In Cincinnati the regional planning agency, especially for transportation, is the Ohio-Kentucky-Indiana Regional Council of Governments (OKI). Three incongruous State Plane Zones converge within the circle freeway I-275. Currently under way are three studies evaluating and planning transportation crossing the state boundary between Ohio and Kentucky, namely the Ohio River. The I-71 and I-75 freeways merge at the Ohio River, through northern Kentucky, providing access to the Cincinnati Northern Kentucky International Airport eight miles into Kentucky on the circle freeway. The best data on the Ohio side is maintained locally in the Cincinnati Area Geographic Information System (CAGIS) managed by Shaoli Huang. Across the river, Tom East of the PlaNet GIS Partnership focuses on northern Kentucky. Until now, data from both sources could not be enjoyed in a single map view without the pain of conversion. According to East, "Every need for conversion requires good communication between at least two people, and often more than one trial, consuming valuable GIS resources."

### ArcGIS 8.1

But now with ArcGIS 8.1, users and administrators can add data layers, based on dissimilar coordinate systems, within the same data frame. When a layer is added to a data frame, ArcGIS 8.1 reads the layer's PRJ file and automatically projects or unprojects the feature coordinates to register with the coordinate characteristics of the data frame. This is termed projection on-the-fly (POF). The implications of this new magic are profound, as we will finally discuss.

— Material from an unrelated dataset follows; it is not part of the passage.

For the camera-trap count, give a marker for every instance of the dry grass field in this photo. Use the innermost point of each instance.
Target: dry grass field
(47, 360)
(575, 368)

This ArcMap screen capture demonstates State Plane integration using POF.
No conversions were performed on the data.

But first, let's view a demonstration of State Plane integration. The ArcMap composition in the screen capture above indicates a data frame named NAD 83 UTM-17N including blue layers based on NAD83 State Plane Kentucky North HARN from the PlaNet GIS Partnership, mixed with red layers based on NAD83 State Plane Ohio South from CAGIS. No conversions were performed on the data.

With ArcGIS 8.1, we enjoy more freedom from the complex matters behind coordinate systems. Using ArcCatalog, each layer is right-clicked to specify its coordinate system, producing an ASCII file with a PRJ extension, having the same primary file name as the data name. This projection file may specify geographic (surface) or projected (planar) map data coordinates. In the ArcMap table of contents, data layers are added in a data frame (root folder). Multiple data frames may occur, only one of which is active at a time, similar to an ArcView GIS 3.x View window. Also similar to the View window, a property of each data frame is the coordinate system configuration, defining the view without changing the data. In ArcMap, this property is automatically set by the first layer added to the frame but may be changed at any time.

An increasingly significant tool for data collection is GPS. Currently, those who collect this data are often asked to submit the data in the form of the current GIS project coordinate system, commonly, a two-dimensional State Plane projection, where z is orthogonal to the plane. Thus, the data provider, or the GIS administrator, is encumbered by the requirement of making a conversion; and, by definition, the GIS is based on a distorted model of reality.

With ArcGIS 8.1, the pain of conversion is made practically obsolete. More importantly, the opportunity arises for building a spatially accurate, three-dimensional model of reality based on the best available data. Data may be provided based on any coordinate system, including GPS (WGS 84), and (POF) be transparently integrated in ArcMap using a display coordinate system to meet immediate practical needs. Any reports or printed maps may be produced by simply changing the properties of the data frame prior to printing. By reducing the time spent on geospatial integrations, ArcGIS 8.1 enables more efficient and more accurate models for all GIS users.